Sou macuxi, e hoje moro na cidade, por isso o título um olhar diferente, que quer dizer um olhar de fora da aldeia, mas um olhar de índio, um olhar de quem um dia sonha ver seu povo tranqüilo e na paz.
Como já citei em uma matéria anterior (Eu invasor ? ou minha terra por direito), que até hoje nós povos indígenas enfrentamos a luta pela retomada de nossas Terras, onde muitas das vezes somos taxados de bárbaros, violentos, invasores de terra etc. Agora eu quero falar de uma outra luta que hoje a maioria dos povos indígenas vem enfrentando: aluta pela permanência da tradição cultural.
Há três anos eu vim para cidade para fazer minha graduação, e, escolhi entra no curso de história da Universidade federal de Roraima, pelo fato de ver o povo indígena ausente, nos livros que eram trabalhados nas salas de aulas, inclusive nas salas de aulas das comunidades indígenas. De acordo com essa história o branco sempre vivia em paz com os povos indígenas. E isso não e verdade (não generalizando, pois tem pessoas brancas que tem um coração limpo de maldades e são amigos) Desde que nossas terras foram invadidas, nós fomos proibidos de falar nossas próprias línguas, de dançar nossa parichara, de tomar o nosso caxiri, e de muitas outras coisas que é de nossa cultura.

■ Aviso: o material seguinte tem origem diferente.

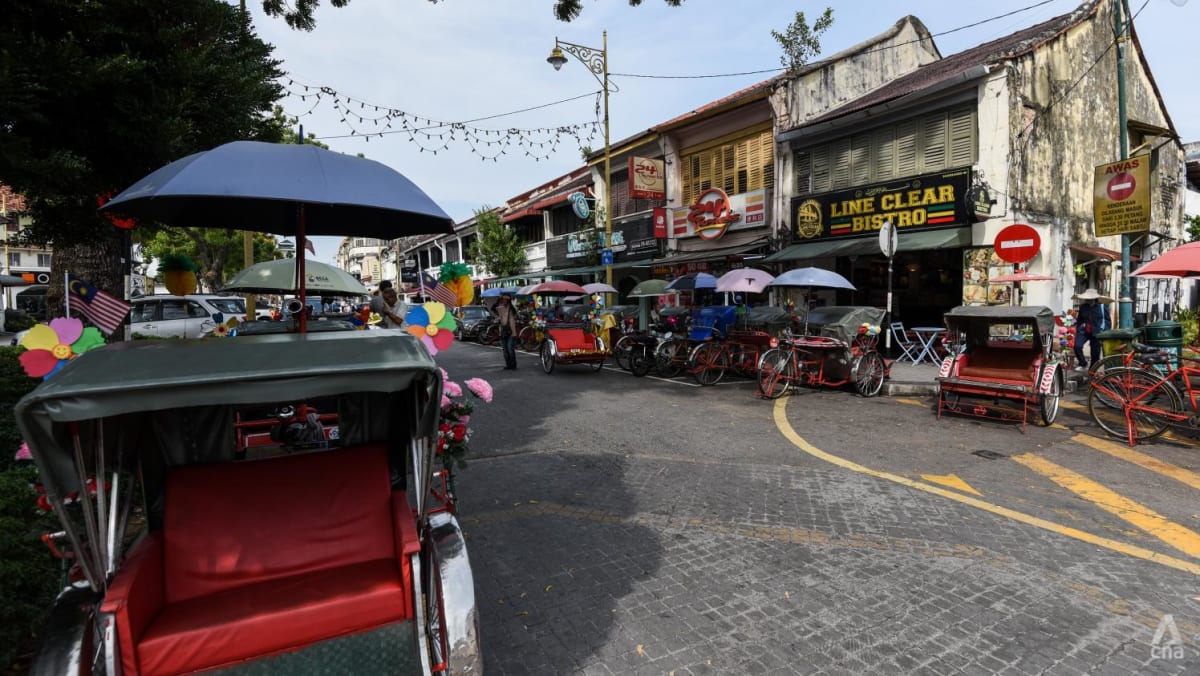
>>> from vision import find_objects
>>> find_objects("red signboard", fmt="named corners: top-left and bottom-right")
top-left (994, 223), bottom-right (1042, 263)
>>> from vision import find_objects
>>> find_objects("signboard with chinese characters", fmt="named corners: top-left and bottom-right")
top-left (792, 169), bottom-right (971, 241)
top-left (670, 187), bottom-right (767, 240)
top-left (629, 157), bottom-right (667, 199)
top-left (1092, 155), bottom-right (1150, 237)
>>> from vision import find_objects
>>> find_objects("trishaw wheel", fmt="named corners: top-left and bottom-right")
top-left (654, 340), bottom-right (683, 378)
top-left (688, 342), bottom-right (728, 385)
top-left (854, 352), bottom-right (887, 396)
top-left (1087, 367), bottom-right (1183, 443)
top-left (1038, 366), bottom-right (1063, 426)
top-left (612, 336), bottom-right (634, 371)
top-left (758, 347), bottom-right (794, 399)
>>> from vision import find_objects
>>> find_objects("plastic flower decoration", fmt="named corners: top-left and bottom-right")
top-left (404, 301), bottom-right (458, 355)
top-left (19, 317), bottom-right (104, 379)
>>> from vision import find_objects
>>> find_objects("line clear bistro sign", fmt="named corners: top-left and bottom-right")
top-left (1092, 155), bottom-right (1150, 237)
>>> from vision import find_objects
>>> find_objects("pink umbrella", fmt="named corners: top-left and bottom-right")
top-left (716, 268), bottom-right (775, 293)
top-left (1129, 241), bottom-right (1200, 277)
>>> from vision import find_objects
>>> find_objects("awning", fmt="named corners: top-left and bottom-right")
top-left (1067, 244), bottom-right (1121, 261)
top-left (763, 228), bottom-right (971, 263)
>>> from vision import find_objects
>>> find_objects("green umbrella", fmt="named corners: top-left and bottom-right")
top-left (221, 258), bottom-right (368, 295)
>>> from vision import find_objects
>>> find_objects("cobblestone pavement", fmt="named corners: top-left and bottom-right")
top-left (439, 346), bottom-right (1200, 675)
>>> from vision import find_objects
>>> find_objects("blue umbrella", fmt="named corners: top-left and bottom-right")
top-left (667, 273), bottom-right (716, 291)
top-left (767, 268), bottom-right (854, 291)
top-left (480, 286), bottom-right (518, 298)
top-left (101, 140), bottom-right (454, 240)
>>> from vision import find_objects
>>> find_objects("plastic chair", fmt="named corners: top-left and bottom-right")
top-left (890, 322), bottom-right (920, 361)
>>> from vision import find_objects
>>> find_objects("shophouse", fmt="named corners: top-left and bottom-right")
top-left (767, 0), bottom-right (1183, 324)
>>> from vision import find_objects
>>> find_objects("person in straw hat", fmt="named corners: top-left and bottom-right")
top-left (1072, 288), bottom-right (1112, 371)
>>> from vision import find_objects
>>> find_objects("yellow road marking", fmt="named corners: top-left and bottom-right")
top-left (920, 474), bottom-right (983, 496)
top-left (774, 397), bottom-right (1200, 575)
top-left (1013, 453), bottom-right (1200, 557)
top-left (1070, 435), bottom-right (1200, 490)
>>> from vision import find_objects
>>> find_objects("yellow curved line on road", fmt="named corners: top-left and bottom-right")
top-left (774, 397), bottom-right (1200, 575)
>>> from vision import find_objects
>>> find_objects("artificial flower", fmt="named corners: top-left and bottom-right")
top-left (404, 301), bottom-right (458, 355)
top-left (18, 317), bottom-right (104, 378)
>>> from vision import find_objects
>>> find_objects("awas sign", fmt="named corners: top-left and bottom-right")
top-left (1092, 155), bottom-right (1150, 237)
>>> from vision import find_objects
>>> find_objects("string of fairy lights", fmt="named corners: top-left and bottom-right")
top-left (281, 77), bottom-right (604, 162)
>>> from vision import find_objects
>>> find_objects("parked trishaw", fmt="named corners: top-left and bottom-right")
top-left (937, 305), bottom-right (1066, 430)
top-left (758, 305), bottom-right (892, 399)
top-left (16, 330), bottom-right (482, 676)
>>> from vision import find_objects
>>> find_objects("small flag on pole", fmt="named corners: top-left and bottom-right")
top-left (67, 275), bottom-right (132, 334)
top-left (421, 273), bottom-right (458, 307)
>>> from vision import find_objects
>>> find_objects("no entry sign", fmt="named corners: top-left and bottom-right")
top-left (994, 223), bottom-right (1042, 263)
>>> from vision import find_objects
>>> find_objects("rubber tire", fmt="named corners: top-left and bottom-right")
top-left (1038, 365), bottom-right (1066, 427)
top-left (1087, 367), bottom-right (1183, 443)
top-left (758, 347), bottom-right (796, 399)
top-left (688, 342), bottom-right (730, 387)
top-left (851, 352), bottom-right (887, 396)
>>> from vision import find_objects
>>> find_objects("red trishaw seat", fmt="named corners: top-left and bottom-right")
top-left (103, 445), bottom-right (420, 674)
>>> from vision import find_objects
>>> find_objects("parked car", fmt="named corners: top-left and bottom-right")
top-left (130, 294), bottom-right (246, 337)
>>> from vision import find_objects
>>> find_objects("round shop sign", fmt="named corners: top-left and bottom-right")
top-left (994, 223), bottom-right (1042, 263)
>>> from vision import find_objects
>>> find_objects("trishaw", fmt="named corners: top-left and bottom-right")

Tudo o que aconteceu em nossas vidas e em nossas aldeias de mal é culpa do invasor. Hoje as comunidades não falam mais o Macuxi, o Taurepang, o Ingaricó, o Patamona, por que foram “PROIBIDOS” essa é a palavra. Conta um ancião macuxi que estudou em uma missão católica “ Nós éramos proibidos de falar nossa língua, tínhamos que falar a língua do branco. Se falássemos a nossa língua deixavam a gente de castigo. Nós éramos maltratados, eles colocavam a gente pra carregar madeira forçados, batiam nas crianças menores e muitas das vezes deixavam a gente sem comida”.
Nas comunidades o Fazendeiro, com uso de suas forças bélicas mandava em qualquer um e se desobedece “metiam a bala num índio”. Nas comunidades antes de o Fazendeiro chegar só se dançava o Tukui, o Parichara e o Areruia . Mas o “branco” não gostava das nossas danças e eles então mandavam parar e levavam um sanfoneiro e dizia que as índias tinham que dançar até quando eles quisessem se não “ia bala”. Com isso as comunidades forma deixando de dançar o que era tradicional e por força dançar outro tipo de dança.
Muitos parentes morreram pelo branco, eles tinham armas que matava mais que nossas flechas, aliás, nossas flechas eram pra matar as caças e não gente como eles faziam.
Outro que eu também queria falar era sobre o nosso gostoso caxiri. Bebida feita de mandioca, ou de outras raízes e frutas. Era bebida em dia de festa ou quando as comunidades se uniam para fazer um determinado trabalho(isso antes do invasor chegar). Mais uma vez tenho a tristeza de novo inserir o nome do “FAZENDEIRO”, eles forçavam os índios a trabalhar em suas fazendas, cuidando de seus animais ou fazendo outro serviço, e isso impedias de os parentes se organizassem para fazer seus trabalhos comunitários. Isso ia enfraquecendo o laço familiar na comunidade. O branco trouxe para suas fazendas a Cachaça , e dava para os índios que trabalhavam lá fazendo eles ficarem doentes. Doentes e viciados naquilo. Ai o branco também levava para as comunidades quando ele forçava nosso povo a fazer festa. Com o tempo muito de nossos parentes ficaram ligados àquele produto diabólico, a comunidade começou a se desestruturar. As mulheres não faziam mais o caxiri, o aluá, o mocororó, que eram do nosso povo mesmo. Fazer pra que? Os homens de nossas comunidades estavam bêbados da cachaça do branco. E assim por muito tempo nossos parentes ficaram dominados pelos “brancos”.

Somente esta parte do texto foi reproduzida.